D. Family-Provided Attendant Care Limitations
- CONCEPT—Prior to the 2019 legislative changes, the no-fault law was clear that patients who required in-home attendant care could receive that care from family, friends, or commercial agencies. There was no specific limitation applicable to family‑provided attendant care, other than proof the service was reasonably necessary and that the charge was reasonable. This important feature of the prior no‑fault law was significantly changed by the 2019 legislation. Under this new law, attendant care rendered by the family and friends of the patient are limited to reimbursement not to exceed 56 hours per week.
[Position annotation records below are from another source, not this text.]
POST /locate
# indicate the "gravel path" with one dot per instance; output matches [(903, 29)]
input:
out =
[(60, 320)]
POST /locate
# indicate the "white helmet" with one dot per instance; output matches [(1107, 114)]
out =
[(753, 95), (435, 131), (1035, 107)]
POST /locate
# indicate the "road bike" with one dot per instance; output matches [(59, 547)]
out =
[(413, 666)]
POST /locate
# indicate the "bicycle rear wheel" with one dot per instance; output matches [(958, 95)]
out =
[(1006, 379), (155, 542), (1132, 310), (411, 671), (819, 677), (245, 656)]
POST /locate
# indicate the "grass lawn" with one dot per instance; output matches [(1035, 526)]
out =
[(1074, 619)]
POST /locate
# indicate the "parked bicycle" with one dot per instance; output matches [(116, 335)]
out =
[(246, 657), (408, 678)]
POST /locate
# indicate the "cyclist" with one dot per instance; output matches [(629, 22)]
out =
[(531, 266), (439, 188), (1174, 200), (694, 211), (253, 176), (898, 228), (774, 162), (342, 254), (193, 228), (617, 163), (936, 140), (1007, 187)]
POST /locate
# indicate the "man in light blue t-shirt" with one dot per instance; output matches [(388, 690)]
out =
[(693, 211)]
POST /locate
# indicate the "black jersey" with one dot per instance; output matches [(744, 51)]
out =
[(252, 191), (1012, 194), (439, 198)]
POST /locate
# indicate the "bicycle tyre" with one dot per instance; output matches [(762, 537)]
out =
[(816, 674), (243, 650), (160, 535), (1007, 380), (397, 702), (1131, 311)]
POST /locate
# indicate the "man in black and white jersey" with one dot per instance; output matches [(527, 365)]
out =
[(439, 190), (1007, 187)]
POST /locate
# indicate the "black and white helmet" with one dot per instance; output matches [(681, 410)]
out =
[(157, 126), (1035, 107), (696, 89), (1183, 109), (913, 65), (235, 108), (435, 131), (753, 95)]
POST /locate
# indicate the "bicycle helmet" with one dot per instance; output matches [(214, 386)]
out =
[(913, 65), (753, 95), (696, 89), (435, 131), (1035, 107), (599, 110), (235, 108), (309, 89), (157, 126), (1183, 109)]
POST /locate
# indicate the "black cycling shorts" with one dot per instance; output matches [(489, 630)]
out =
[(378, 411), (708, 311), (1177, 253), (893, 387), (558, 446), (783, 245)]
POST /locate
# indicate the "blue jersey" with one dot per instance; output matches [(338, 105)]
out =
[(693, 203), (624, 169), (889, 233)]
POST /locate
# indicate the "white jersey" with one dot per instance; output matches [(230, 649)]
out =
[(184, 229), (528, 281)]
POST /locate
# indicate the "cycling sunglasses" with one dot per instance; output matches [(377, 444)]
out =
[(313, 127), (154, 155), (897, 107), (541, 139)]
This 56 hour per week limitation applies to attendant care that is provided in the patient’s home by any relative, any person living with the patient, or any person who had a “business or social relationship” with the patient before the injury.
- OPTION TO CONTRACT—The 2019 legislation provides that, in spite of the 56‑hour per week limitation, an insurance company may contract to pay benefits for attendant care that are more than the statutory hourly limitations.
- DATE OF EFFECT—Under the 2019 legislative changes, the weekly hourly limitations will apply to any attendant care provided after July 1, 2021. Furthermore, beginning on that date, it appears that those hourly limitations will apply to auto accident victims injured prior to the effective date of the 2019 legislative changes
E. Consequences When Victims Incur Medical Expenses Exceeding Their PIP Benefit Coverages
It is a virtual certainty under the new law that many people who purchase one of the limited PIP benefit coverage options will sustain severe injury in a motor vehicle accident resulting in medical and rehabilitation expenses that exceed their chosen coverage. The question then becomes, what happens to those unfortunate victims? An equally important and related question is: what happens to the at‑fault driver who causes those victims to incur these excess medical expenses? Unfortunately, the answer to both of these questions under the 2019 legislation will be brutally harsh.
- CONSEQUENCES FOR THE VICTIM.
The victim who incurs medical and rehabilitation expenses in excess of the victim’s PIP coverage has the following options: (1) sue the at‑fault driver (if there is one) for the excess medical expenses, which option will, for all practical purposes, depend upon the amount of the at-fault driver’s liability insurance; (2) pay the excess medical expenses out of the victim’s personal financial assets; (3) go bankrupt; and/or (4) attempt to qualify for medical coverage through some kind of government program such as Medicaid.
- CONSEQUENCES FOR THE AT-FAULT DRIVER.
At‑fault drivers who cause victims to incur medical expenses in excess of the victim’s no-fault PIP coverage will be personally financially liable for all of those excess medical expenses. This liability did not exist under the original no‑fault law because all victims had full coverage for their medical expenses. Under the 2019 legislation, the only way drivers can protect against this new tort liability is by purchasing as much liability insurance coverage as they can afford.